Please Explain! Jargon Vs Terminology in Financial Matters

Written on the 27 July 2015 by Janet Culpitt

June 2, 2015 | Janet Culpitt

Financial jargon explained - It's necessary to have at least some financial knowledge, regardless of whether you hire someone to manage your finances or you manage your own.

Financial skills can help you make the right decisions, and help you discuss your finances with your accountant, advisor, financial institution, the Australian Taxation Office (ATO).

Ever found your accountant asking you questions when requesting things for your BAS/Tax return, quite often using their jargon ,and making you feel confused and making the process that little bit more painful?

Have you spoken to your Bank Manager or Financial adviser, and terms you are unfamiliar with come into the conversation and leave you a bit lost?

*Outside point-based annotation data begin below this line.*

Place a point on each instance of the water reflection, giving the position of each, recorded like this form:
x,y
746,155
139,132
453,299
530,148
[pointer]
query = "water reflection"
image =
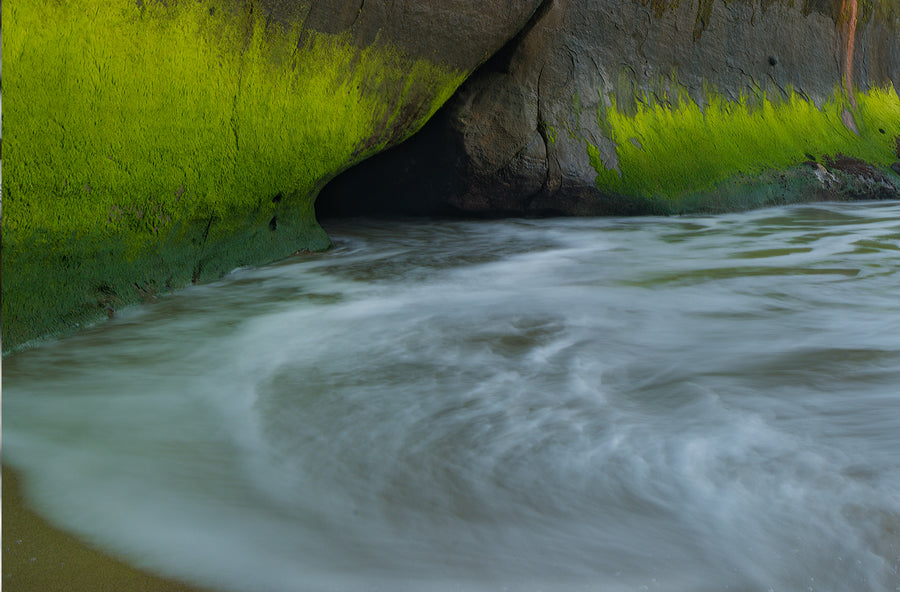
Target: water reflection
x,y
606,404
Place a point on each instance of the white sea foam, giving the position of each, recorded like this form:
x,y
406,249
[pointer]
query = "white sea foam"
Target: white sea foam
x,y
682,404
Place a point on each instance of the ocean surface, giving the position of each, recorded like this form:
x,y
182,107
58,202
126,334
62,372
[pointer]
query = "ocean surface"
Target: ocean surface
x,y
684,404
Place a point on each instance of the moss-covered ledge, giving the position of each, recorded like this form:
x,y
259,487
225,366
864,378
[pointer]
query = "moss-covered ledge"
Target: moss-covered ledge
x,y
150,145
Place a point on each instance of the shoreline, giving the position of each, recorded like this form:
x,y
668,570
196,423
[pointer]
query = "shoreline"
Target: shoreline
x,y
38,557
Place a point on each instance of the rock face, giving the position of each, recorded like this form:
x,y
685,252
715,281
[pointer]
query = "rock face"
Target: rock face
x,y
153,144
630,106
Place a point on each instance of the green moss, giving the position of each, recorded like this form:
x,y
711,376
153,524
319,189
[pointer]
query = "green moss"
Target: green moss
x,y
149,146
669,150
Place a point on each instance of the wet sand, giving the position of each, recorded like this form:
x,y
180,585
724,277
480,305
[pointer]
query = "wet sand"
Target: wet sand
x,y
40,558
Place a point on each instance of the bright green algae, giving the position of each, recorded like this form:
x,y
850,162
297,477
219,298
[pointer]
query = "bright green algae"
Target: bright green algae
x,y
152,146
674,155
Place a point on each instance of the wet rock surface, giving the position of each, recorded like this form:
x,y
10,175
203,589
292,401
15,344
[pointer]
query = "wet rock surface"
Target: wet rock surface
x,y
518,136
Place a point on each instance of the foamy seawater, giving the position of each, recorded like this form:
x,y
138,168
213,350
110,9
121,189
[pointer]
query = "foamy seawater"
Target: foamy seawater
x,y
674,404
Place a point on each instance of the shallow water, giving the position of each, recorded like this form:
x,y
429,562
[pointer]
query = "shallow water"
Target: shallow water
x,y
676,404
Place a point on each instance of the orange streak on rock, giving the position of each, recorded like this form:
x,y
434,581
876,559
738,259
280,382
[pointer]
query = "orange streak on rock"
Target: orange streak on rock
x,y
849,11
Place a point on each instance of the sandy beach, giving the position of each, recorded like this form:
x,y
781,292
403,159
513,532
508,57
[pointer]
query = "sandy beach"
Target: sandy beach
x,y
40,558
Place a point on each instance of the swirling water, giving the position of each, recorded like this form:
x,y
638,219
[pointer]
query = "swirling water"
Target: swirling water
x,y
676,404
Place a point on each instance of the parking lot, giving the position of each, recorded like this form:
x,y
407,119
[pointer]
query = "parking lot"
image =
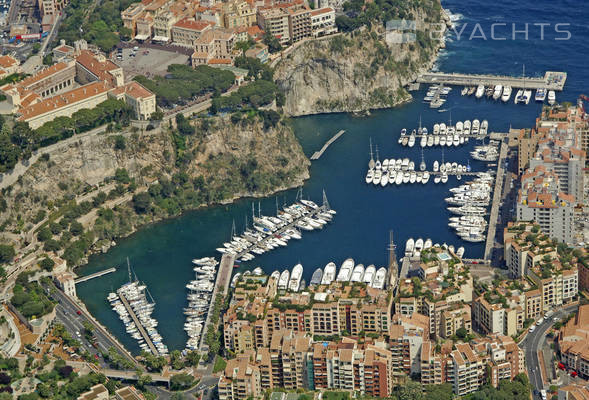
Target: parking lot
x,y
148,61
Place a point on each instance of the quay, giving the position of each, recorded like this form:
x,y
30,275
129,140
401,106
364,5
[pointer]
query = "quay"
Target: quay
x,y
95,275
494,215
221,287
319,153
138,324
551,80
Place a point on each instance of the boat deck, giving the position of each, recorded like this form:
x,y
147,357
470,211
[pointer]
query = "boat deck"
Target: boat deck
x,y
138,324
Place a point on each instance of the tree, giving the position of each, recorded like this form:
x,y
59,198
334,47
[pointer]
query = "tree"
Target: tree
x,y
142,203
7,253
181,381
76,228
47,264
120,142
272,42
44,234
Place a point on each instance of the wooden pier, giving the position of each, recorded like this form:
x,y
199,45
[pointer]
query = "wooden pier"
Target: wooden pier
x,y
494,216
319,153
551,80
95,275
138,324
221,287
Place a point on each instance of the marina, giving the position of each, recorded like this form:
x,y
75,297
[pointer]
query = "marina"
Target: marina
x,y
270,232
551,80
131,304
319,153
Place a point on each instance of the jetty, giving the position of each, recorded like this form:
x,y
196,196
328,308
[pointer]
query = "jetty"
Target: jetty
x,y
95,275
319,153
552,80
497,192
138,324
221,287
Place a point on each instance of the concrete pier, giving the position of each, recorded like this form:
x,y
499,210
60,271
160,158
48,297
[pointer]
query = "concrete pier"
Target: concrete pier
x,y
138,324
496,201
319,153
95,275
221,287
551,80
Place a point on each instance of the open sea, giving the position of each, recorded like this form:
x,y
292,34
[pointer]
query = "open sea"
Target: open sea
x,y
161,254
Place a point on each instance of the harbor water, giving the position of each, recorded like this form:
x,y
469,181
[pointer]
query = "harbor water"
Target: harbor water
x,y
160,254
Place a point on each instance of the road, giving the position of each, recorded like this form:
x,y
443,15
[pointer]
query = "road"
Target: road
x,y
75,321
532,344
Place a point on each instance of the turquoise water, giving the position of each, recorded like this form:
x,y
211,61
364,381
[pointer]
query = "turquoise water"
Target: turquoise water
x,y
160,254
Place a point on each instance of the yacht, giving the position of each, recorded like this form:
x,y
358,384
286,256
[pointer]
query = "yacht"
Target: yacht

I thought I would share some jargon and their meanings so you have a basic comprehension:

Asset something you own. It can be cash or something that can be converted into cash, such as property.
Liability what you owe on something of value, financially
Debtors a person or business that owes you money
Creditors a person or business you owe money to. This person or business would have agreed to provide to you with something and you are to pay at a later date.
Income the stream of, or amount of cash or monetary value received from work over a specified time (wage or salary), capital (interest or profit), or land (rent)
Dividend earnings from an investment in a share of a company.
Premium cost of an insurance policy
Risk the degree of exposure to change for a particular investment or activity. (For example- Walking low risk of being injured vs Mountain climbing. Term deposit equals low risk where have Share Investments equals higher risks.)
Return the nett increase on an investment
Financial Position the net worth of an individual or business -assets minus liabilities.
Cash Flow the measure of actual cash go into a business and going out of a business
Capital Gain or Capital Loss the difference between what you paid for an asset compared to what you received when selling or disposing of the same asset.
Gearing positive, negative or neutral. Basically the difference between income and outgo of a specific investment.
Depreciation the reducing value of an asset for taxation
Equity the value of ownership in a property or business (value of that asset less value of liability owed against that asset)
Tax a percentage calculated from amount of income earned which is paid to Government body
Interest can be either the cost of borrowing money or the amount of money earned from money invested in an interest bearing account.